面談では、正直に、そして自分の言葉で話すことが大切です。分からないことや不安なことがあれば、その場で質問するのも良いでしょう。
認定までの期間について
申請から認定、そして登録が完了するまでの期間は、自治体や申請者の状況、書類の準備状況、研修・面談のスケジュールなどによって大きく異なります。数ヶ月で完了する場合もあれば、一年以上かかる場合もあります。これは、それぞれのプロセスを丁寧に進め、子どもにとって最善の選択をするための必要な期間であることを理解しておく必要があります。具体的な期間については、申請先の児童相談所等に確認することをお勧めします。
まとめ
里親や養子縁組の申請後のプロセスは、家庭訪問、研修、面談といったステップを経て進みます。これらは、申請者が里親等として適切であるか、また子どもにとって安全で安定した環境を提供できるかを確認するための重要な機会です。同時に、申請者自身が里親制度や子どもの養育について学び、自身の適性や家族の準備状況を見つめ直すための良い機会でもあります。

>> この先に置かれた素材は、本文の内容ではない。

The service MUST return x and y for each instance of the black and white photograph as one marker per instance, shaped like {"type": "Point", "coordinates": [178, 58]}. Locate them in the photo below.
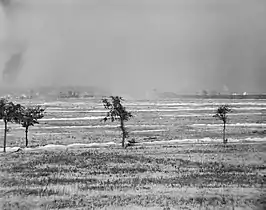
{"type": "Point", "coordinates": [132, 104]}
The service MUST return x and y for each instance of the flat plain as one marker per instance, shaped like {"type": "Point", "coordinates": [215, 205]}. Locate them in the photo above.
{"type": "Point", "coordinates": [75, 160]}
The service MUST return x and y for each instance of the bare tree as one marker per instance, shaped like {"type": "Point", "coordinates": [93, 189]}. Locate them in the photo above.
{"type": "Point", "coordinates": [117, 112]}
{"type": "Point", "coordinates": [9, 112]}
{"type": "Point", "coordinates": [222, 114]}
{"type": "Point", "coordinates": [30, 116]}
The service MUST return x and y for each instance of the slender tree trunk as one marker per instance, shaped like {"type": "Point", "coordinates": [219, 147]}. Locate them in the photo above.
{"type": "Point", "coordinates": [123, 132]}
{"type": "Point", "coordinates": [224, 134]}
{"type": "Point", "coordinates": [5, 131]}
{"type": "Point", "coordinates": [26, 133]}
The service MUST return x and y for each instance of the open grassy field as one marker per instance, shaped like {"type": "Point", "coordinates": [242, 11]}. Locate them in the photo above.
{"type": "Point", "coordinates": [180, 162]}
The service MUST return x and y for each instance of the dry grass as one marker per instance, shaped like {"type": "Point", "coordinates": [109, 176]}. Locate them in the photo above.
{"type": "Point", "coordinates": [169, 177]}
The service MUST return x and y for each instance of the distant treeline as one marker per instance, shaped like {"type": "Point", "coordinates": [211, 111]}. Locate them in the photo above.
{"type": "Point", "coordinates": [251, 96]}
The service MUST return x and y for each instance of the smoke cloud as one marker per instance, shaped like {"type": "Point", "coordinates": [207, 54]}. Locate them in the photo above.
{"type": "Point", "coordinates": [133, 46]}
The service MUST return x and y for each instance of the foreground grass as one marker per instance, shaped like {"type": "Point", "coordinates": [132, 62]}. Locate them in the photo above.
{"type": "Point", "coordinates": [188, 176]}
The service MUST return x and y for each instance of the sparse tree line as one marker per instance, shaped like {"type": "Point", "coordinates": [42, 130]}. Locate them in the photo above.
{"type": "Point", "coordinates": [28, 116]}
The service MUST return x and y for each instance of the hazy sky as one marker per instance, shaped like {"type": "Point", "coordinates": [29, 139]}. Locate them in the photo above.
{"type": "Point", "coordinates": [136, 45]}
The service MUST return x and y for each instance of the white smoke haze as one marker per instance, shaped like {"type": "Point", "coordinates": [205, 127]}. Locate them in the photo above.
{"type": "Point", "coordinates": [180, 46]}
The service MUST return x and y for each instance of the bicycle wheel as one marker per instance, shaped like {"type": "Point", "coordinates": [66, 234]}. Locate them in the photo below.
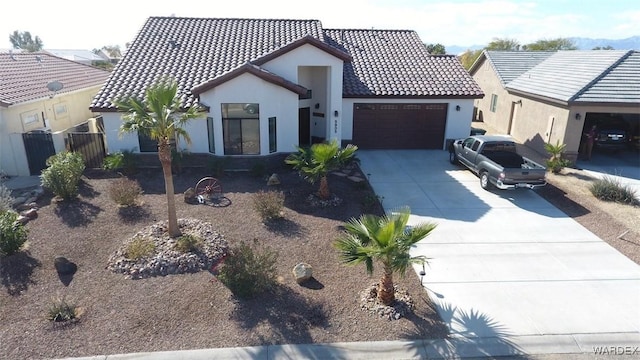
{"type": "Point", "coordinates": [209, 188]}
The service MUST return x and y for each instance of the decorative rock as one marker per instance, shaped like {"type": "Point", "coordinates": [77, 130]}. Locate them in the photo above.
{"type": "Point", "coordinates": [30, 214]}
{"type": "Point", "coordinates": [302, 272]}
{"type": "Point", "coordinates": [273, 180]}
{"type": "Point", "coordinates": [190, 196]}
{"type": "Point", "coordinates": [64, 266]}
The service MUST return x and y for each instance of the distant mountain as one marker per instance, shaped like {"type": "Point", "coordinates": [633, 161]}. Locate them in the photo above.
{"type": "Point", "coordinates": [632, 43]}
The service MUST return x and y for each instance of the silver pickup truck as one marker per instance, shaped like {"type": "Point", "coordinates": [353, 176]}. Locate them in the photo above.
{"type": "Point", "coordinates": [495, 160]}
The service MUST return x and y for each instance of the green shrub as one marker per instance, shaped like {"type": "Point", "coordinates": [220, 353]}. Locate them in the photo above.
{"type": "Point", "coordinates": [610, 189]}
{"type": "Point", "coordinates": [248, 270]}
{"type": "Point", "coordinates": [6, 200]}
{"type": "Point", "coordinates": [188, 242]}
{"type": "Point", "coordinates": [121, 161]}
{"type": "Point", "coordinates": [124, 191]}
{"type": "Point", "coordinates": [63, 174]}
{"type": "Point", "coordinates": [60, 310]}
{"type": "Point", "coordinates": [12, 233]}
{"type": "Point", "coordinates": [269, 204]}
{"type": "Point", "coordinates": [139, 247]}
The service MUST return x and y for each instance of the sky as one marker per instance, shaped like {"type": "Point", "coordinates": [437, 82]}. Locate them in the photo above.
{"type": "Point", "coordinates": [82, 24]}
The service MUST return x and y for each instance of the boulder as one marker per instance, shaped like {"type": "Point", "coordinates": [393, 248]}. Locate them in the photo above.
{"type": "Point", "coordinates": [302, 272]}
{"type": "Point", "coordinates": [64, 266]}
{"type": "Point", "coordinates": [273, 180]}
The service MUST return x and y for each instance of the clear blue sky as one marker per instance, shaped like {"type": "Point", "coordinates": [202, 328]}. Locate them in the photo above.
{"type": "Point", "coordinates": [82, 24]}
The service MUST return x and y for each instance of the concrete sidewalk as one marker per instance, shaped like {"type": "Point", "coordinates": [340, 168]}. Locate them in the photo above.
{"type": "Point", "coordinates": [507, 265]}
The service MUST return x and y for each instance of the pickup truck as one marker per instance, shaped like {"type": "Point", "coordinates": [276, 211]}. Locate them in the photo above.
{"type": "Point", "coordinates": [495, 160]}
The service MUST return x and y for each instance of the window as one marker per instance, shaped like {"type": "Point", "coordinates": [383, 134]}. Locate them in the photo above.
{"type": "Point", "coordinates": [241, 129]}
{"type": "Point", "coordinates": [494, 102]}
{"type": "Point", "coordinates": [212, 144]}
{"type": "Point", "coordinates": [273, 146]}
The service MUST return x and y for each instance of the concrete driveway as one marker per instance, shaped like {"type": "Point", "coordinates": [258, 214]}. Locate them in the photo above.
{"type": "Point", "coordinates": [509, 272]}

これらのステップに臨むにあたっては、正直に、誠実に、そして積極的に関わることが大切です。分からないことや不安なことがあれば、遠慮なく児童相談所の担当者に質問し、疑問を解消しておくようにしましょう。認定までの道のりは一歩一歩ですが、これらのプロセスを通じて、子どもを迎え入れるための準備は確実に進んでいきます。